We pull in to the compound and wonder at the lushness of it. A circular driveway surrounds an enormous, round, outdoor bar, white columns holding up a rounded roof. Around the bar are gardens: banana trees, palms, tropical vines, shocking pink and red hibiscus starring the green. We arrive-- at a tall wooden building festooned in gingerbread. The wide steps lead to an outdoor dining room. Indoors is a kind of nightmarish paradise. One stone wall is covered in a red and blue vooduo dreamscape-- animals and people, eyes and lips separated by several feet. It is alluring and frightful.

Inside the restaurant is a place for Ernest Hemingway. Is he here, smoking a cigar and drinking some hair of the dog? You expect to round a corner and see him. The bar is backed by a gold-framed antique mirror. On either side of that are plaster busts of Jean-Jacques Dessalines, glaring down. Spooky. To the right is a tall curio, filled with stone Arawak and Taino artifacts. You feel her before you see her. She's right there, on top of the curio. She's guarding the past. A voodou doll, looking very much as if she's made of an authentic shrunked head, hideously watches. She is holding a baby, who she feeds a bottle of rum. Her eyes roll in wide directions. She sees everything. You want to get the hell out of there.
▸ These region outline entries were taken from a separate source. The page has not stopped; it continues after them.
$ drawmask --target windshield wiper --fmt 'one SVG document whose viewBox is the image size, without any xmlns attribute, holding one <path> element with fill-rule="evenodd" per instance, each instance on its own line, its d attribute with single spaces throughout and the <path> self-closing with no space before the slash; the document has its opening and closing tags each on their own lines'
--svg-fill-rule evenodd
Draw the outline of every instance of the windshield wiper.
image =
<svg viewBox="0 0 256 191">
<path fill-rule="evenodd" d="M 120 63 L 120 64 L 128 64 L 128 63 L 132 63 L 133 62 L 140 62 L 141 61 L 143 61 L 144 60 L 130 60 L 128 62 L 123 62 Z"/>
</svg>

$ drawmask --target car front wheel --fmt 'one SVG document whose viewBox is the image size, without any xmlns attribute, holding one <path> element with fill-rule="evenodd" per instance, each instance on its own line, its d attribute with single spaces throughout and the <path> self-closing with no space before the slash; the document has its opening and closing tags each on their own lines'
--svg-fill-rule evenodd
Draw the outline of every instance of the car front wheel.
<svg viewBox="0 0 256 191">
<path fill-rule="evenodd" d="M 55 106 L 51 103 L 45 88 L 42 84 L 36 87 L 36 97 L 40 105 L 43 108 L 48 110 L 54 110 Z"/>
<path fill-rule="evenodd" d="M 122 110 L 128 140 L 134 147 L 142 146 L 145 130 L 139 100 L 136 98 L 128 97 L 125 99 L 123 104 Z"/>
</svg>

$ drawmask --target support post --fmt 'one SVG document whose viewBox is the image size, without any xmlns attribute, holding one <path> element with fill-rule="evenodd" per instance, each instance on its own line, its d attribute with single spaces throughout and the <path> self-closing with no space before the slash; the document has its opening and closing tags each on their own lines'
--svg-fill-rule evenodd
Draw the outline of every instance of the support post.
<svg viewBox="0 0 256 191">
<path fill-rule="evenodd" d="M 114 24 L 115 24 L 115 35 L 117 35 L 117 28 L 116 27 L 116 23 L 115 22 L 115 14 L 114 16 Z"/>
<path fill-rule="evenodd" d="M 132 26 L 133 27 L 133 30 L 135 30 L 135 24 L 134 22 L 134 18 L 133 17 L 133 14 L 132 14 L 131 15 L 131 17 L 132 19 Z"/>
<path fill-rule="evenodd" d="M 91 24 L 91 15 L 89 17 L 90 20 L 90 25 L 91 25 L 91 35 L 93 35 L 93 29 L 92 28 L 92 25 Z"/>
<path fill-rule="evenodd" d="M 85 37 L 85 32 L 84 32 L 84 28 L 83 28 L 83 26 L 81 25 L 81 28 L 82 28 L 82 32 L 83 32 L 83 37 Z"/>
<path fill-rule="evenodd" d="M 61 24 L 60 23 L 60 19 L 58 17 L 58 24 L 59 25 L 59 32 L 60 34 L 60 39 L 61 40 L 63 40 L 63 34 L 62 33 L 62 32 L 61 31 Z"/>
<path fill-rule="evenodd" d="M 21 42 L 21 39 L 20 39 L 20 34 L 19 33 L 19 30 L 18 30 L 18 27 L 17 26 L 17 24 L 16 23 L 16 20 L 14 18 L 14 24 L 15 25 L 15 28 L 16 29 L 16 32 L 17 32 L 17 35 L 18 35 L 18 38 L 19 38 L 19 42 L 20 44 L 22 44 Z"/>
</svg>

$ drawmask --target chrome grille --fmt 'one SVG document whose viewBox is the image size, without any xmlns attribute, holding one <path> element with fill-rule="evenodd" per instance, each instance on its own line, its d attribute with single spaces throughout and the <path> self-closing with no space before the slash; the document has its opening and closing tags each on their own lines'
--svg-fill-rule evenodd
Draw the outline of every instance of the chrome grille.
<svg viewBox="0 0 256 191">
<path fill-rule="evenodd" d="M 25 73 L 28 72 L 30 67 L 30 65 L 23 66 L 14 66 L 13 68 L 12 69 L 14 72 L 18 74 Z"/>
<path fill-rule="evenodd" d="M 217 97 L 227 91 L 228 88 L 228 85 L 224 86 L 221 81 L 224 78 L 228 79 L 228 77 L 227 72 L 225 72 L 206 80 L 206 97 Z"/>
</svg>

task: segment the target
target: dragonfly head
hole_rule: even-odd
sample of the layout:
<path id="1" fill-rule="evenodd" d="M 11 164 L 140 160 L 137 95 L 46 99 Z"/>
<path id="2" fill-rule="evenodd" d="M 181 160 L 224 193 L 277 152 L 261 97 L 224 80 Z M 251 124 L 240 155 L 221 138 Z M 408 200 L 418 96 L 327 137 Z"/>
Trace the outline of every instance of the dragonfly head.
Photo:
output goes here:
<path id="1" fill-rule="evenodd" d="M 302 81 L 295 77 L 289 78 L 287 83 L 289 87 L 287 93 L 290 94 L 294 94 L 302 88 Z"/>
So you do. Back at the long table for all of us, the wait for our sandwiches takes what feels like hours. Up again. I wander the garden. There is a rectangular swimming pool, fed by a splashing fountain. The water is vaguely swimming-pool color, but suspiciously cloudy. It is lush but scary, like everything else at this place. I investigate the round covered bar and the gardens. Poulle!! Ti poulle!! Chickens and their babies wander all over Haiti. This seems reassuring and sweet. Until I notice the crosses on the trees. Voudoo crosses were borrowed from Christians, but they don't just symbolize Christ. They symbolize the intersection of the physical and the spiritual worlds. I want to appreciate without fear the animist religion of these people. It is intellectually interesting. I wonder if the garden I am exploring is used for voudou ceremonies. I wonder if I am treading, unwelcome, on sacred ground. I wonder if I'll be cursed. And then she is there-- a statue-- filled with spirit.

She's a naked woman, straddling a djambe. She is anatomically correct-- her vagina clearly enunciated. One enormous cement snake curls around her lower back, winding around her shoulder to kiss her ear. Another is wound around the djambe, and is nursing from the woman's breast. She doesn't seem to mind. I do. Holy shit.

Valerie, my honey bunny translator, just turned 19, comes to protect me. He always shows up somehow when I'm scared. He explains that the owner of this place is a voodou priest. Julienne and Valdano, one of our translators, wait by the car. Valerie tells me they refuse to come in because of the voodou. Is it fear or disdain that keeps them out? I don't like it.

Finally it is time to go. Some of us have been hitting the rum punch hard. I had three sips-- and put that stuff down. Oh Mother of All Things Holy-- they don't make rum like this in the United States. It's a cross between blood, acid, gasoline and something very, very good. Like Haiti itself. I think that voudoo statue's breasts must pour this stuff out when nobody's looking. We get back in the van and leave the glorious, sexual, sweltering, frightening, exciting voudoo palace behind.